Gunnarsdottir showcased Iceland’s adaptation of the Health Determinants Rainbow Model, tailored to local contexts and Sustainable Development Goals (SDGs). This model delineates individual factors, lifestyle choices, and socio-economic conditions impacting health outcomes, highlighting the importance of sectors beyond healthcare in promoting equity. She also outlined governance structures supporting intersectoral collaboration, including steering groups and checklists linked to SDGs, aimed at monitoring progress and fostering dialogue across sectors. She shared challenges in making these efforts sustainable such as the challenge of personnel large workloads and the need for extensive groundwork before implementing collaborative approaches.
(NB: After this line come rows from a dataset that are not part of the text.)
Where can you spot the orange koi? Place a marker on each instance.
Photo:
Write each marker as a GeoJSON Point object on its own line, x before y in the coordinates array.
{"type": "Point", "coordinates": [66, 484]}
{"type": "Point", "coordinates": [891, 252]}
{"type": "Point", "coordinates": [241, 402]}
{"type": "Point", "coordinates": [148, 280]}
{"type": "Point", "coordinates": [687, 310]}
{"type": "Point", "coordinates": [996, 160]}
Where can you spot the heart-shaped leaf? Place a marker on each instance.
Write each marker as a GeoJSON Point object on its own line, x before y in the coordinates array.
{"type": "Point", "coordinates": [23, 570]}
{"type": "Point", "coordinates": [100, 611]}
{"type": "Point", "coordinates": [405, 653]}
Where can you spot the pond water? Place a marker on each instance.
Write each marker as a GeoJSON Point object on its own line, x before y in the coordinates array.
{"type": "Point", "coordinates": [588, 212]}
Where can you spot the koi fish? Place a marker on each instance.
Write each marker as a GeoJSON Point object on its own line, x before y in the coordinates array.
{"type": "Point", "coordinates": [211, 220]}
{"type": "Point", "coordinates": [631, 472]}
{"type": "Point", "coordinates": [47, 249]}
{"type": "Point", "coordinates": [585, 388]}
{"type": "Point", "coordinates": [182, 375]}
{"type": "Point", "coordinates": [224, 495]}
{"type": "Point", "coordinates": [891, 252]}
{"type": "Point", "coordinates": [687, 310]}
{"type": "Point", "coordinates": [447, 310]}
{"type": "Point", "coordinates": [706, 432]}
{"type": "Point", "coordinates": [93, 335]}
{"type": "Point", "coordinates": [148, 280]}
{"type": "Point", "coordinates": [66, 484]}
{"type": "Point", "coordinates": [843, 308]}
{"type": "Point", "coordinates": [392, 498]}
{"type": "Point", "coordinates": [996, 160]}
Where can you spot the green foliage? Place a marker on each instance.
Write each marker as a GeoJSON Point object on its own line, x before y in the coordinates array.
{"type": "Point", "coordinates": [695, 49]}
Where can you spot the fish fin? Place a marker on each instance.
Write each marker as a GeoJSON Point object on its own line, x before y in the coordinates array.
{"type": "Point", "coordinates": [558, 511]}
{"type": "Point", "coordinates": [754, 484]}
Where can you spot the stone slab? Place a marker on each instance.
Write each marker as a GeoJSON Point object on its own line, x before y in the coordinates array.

She also emphasized the importance of having language that focuses on well-being narratives to facilitate dialogue across sectors.
Towards the end of the webinar, both Gunnarsdottir and Posayanonda shared some key lessons for the audience to consider including the importance of program preparation and adaptability. They highlighted the fact that building trust and understanding among sectors requires not only formal mechanisms but also informal opportunities for dialogue and adjustment. Posayanonda from Thailand, emphasized the complexity of measuring impact and monitoring health in all policy initiatives. Thailand faces difficulties in assessing long-term health gains amidst changing political landscapes and bureaucratic challenges; a robust monitoring and evaluation framework is needed from the beginning. Establishing clear indicators aligned with health equity goals can help track progress effectively and adjust strategies accordingly.
In conclusion, the insights shared by the panelists emphasized the significance of readiness, flexibility, rigorous evaluation, and fostering alliances to overcome obstacles inherent in deploying health in all policy strategies. These learnings offer valuable guidance for nations aiming to emulate such approaches, enhancing public health results through cooperative governance.